Businesses borrowed excessively too, not because their profits were too low, but because of the other two factors: expectations and confidence.

Eventually a point arrived where business and consumers’ debt was so excessive a fraction of expenditure, and stocks and shares were so hugely overpriced, that the whole distorted structure crashed and collapsed.

A realisation that stocks and shares were grossly overvalued led to a selling panic that could not be stopped before near rock-bottom. Much of this stock had been bought on “margin”, a form of buy now, pay later. This added to the huge load of debt that could not now be paid back.

Over-borrowing had been accompanied by over-lending, caused by the same high expectations and buoyant confidence. So banks found themselves with so much bad debt as to cause the loss of savings and of accumulated profits.

Where did the money go? Much of it didn’t exist.
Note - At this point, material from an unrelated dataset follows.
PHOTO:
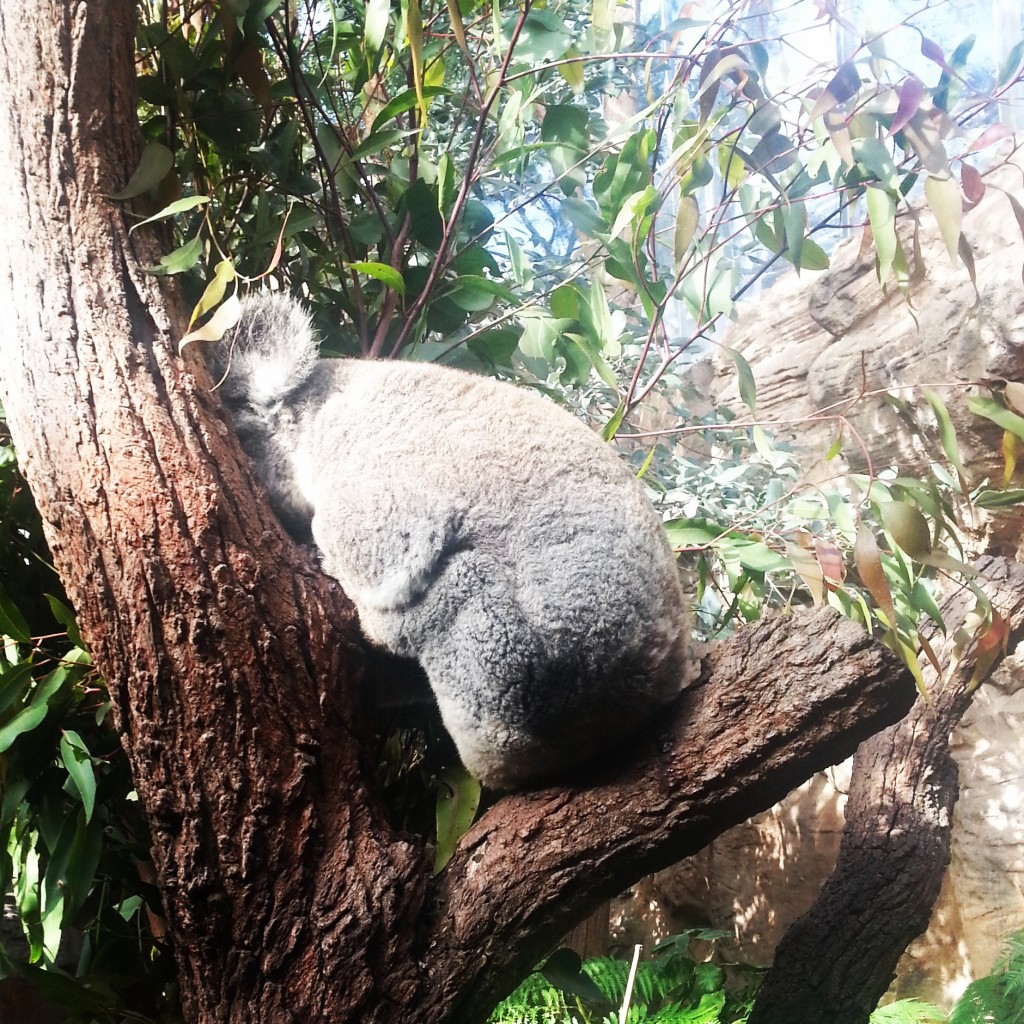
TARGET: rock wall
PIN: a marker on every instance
(827, 342)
The collapse of 1929 stripped away the spurious apparent proportionate flows of money through the various channels and left the bare reality – too little money in the consumer spending channel, too much idle money not being borrowed or spent.

With people and businesses unwilling and in any case unable to borrow, very much inclined to save, and wages being generally too low compared to the value of work performed in exchange for them, there was downward pressure on prices.
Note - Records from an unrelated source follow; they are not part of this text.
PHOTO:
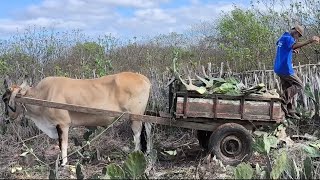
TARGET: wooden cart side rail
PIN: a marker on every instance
(226, 97)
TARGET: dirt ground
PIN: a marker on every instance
(190, 161)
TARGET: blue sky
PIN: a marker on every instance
(122, 18)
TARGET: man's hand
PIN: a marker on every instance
(315, 39)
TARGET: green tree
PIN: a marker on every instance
(244, 38)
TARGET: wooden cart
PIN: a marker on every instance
(222, 121)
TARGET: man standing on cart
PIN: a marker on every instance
(283, 67)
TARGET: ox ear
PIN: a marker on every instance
(7, 82)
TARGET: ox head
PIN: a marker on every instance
(12, 108)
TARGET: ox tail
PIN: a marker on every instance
(143, 138)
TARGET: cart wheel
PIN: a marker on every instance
(231, 143)
(203, 138)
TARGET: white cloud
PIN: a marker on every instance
(101, 16)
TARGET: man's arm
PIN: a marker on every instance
(301, 44)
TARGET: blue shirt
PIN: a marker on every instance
(283, 61)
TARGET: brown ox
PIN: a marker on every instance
(121, 92)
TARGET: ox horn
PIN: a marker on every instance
(24, 86)
(7, 82)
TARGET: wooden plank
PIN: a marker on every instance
(225, 97)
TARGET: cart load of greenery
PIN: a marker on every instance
(228, 86)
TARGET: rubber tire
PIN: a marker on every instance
(203, 138)
(231, 129)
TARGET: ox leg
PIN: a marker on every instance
(136, 128)
(148, 128)
(63, 142)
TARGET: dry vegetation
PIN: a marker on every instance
(232, 48)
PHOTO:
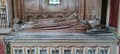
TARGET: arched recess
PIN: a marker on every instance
(30, 18)
(59, 16)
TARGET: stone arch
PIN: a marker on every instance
(30, 18)
(50, 16)
(39, 17)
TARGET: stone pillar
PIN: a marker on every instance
(15, 8)
(119, 21)
(108, 13)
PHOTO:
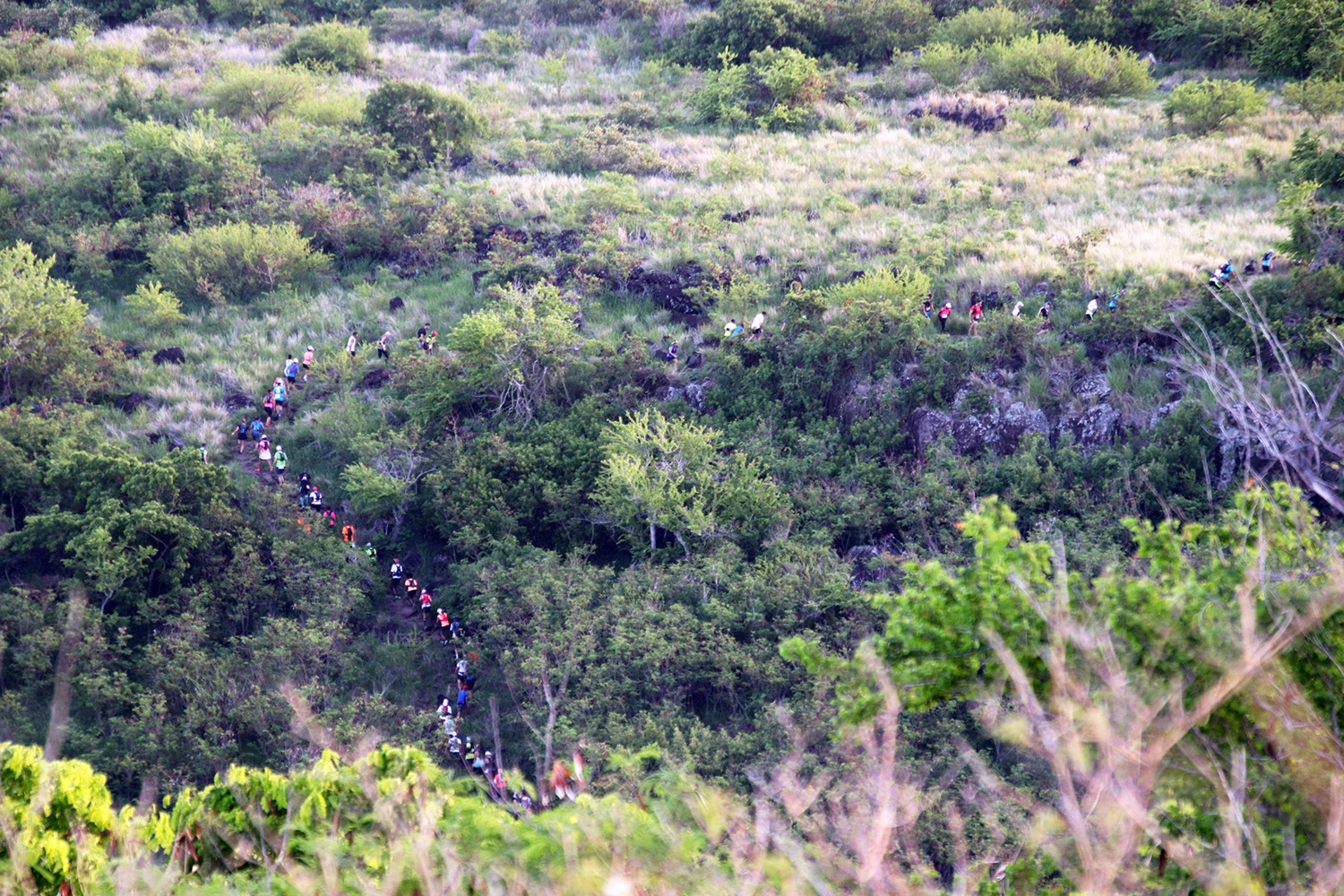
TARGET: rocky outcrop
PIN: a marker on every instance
(1091, 429)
This led to a drop in throughput, due to the operation of other variables that require goods and services to command a certain minimum money price to make their structuring worthwhile.

The falling throughput led to rising unemployment, further reducing aggregate demand and throughput itself. The throughput level is not, as currently believed, the sole determinant of the unemployment rate, but under the conditions of the Great Depression it was a major determinant.

An equilibrium was reached at a high level of unemployment, a low throughput rate not tending to increase, and wages for much of the working population not far above subsistence level.

Meanwhile, too much money had been flowing into the savings channel – not because profits and savings were extraordinarily high, but because the rate of saving and profit accumulation was higher than the rate of lending for business investment, government spending, and private consumption.

“Boom” conditions and high confidence make people more inclined to borrow, and banks more inclined to lend, in the latter case even to a greater extent than their available funds would justify; while in Depression conditions, people are more inclined to save, even if this means scrimping on necessities; and banks are less inclined to lend, even if they are well funded.

Governments were committed to the idea of balanced or surplus budgets as the road to economic health, and were not willing to borrow. Business borrowing for investment was low, in line with the low marginal efficiency of capital.

At that time, there was in conventional terms “under-consumption”. Put another way, there was a mismatch between two links of the throughput chain, between structuring of wealth into goods and services and the subsequent use and degradation of these.

Of course the goods and services were not in general being structured faster than they were being consumed; the point was that the rate of consumption that aggregate demand made possible was lower than the rate of structuring of goods and services that available workforce, technology, loanable funds, and resources wealth made possible.

In the equilibrium state mentioned earlier, purchasing power was just sufficient to buy the goods and services being structured at prices just sufficient to keep them being made.

It was necessary to transfer money across economic channels, to free idle money piled up in banks, and place it in the hands of consumers to set idle hands to work preparing goods and services for market. But this had to be done not by lending the money to consumers as a debt to spend now and pay back later with interest, rather by providing the money as wages to spend as one’s own money.

J.M.Keynes in his “General Theory” suggested that the money tied up in banks could be put in bottles and buried down derelict mines, after which the unemployed could be put to work digging it up.. Their spending it would boost economic activity and lower unemployment.

The bizarre nature of this scheme would make it unacceptable as policy, but in the conditions of the Great Depression it would probably have achieved the desired result.

The task was to find a scheme equivalent in substance and effect, which had a more acceptable form.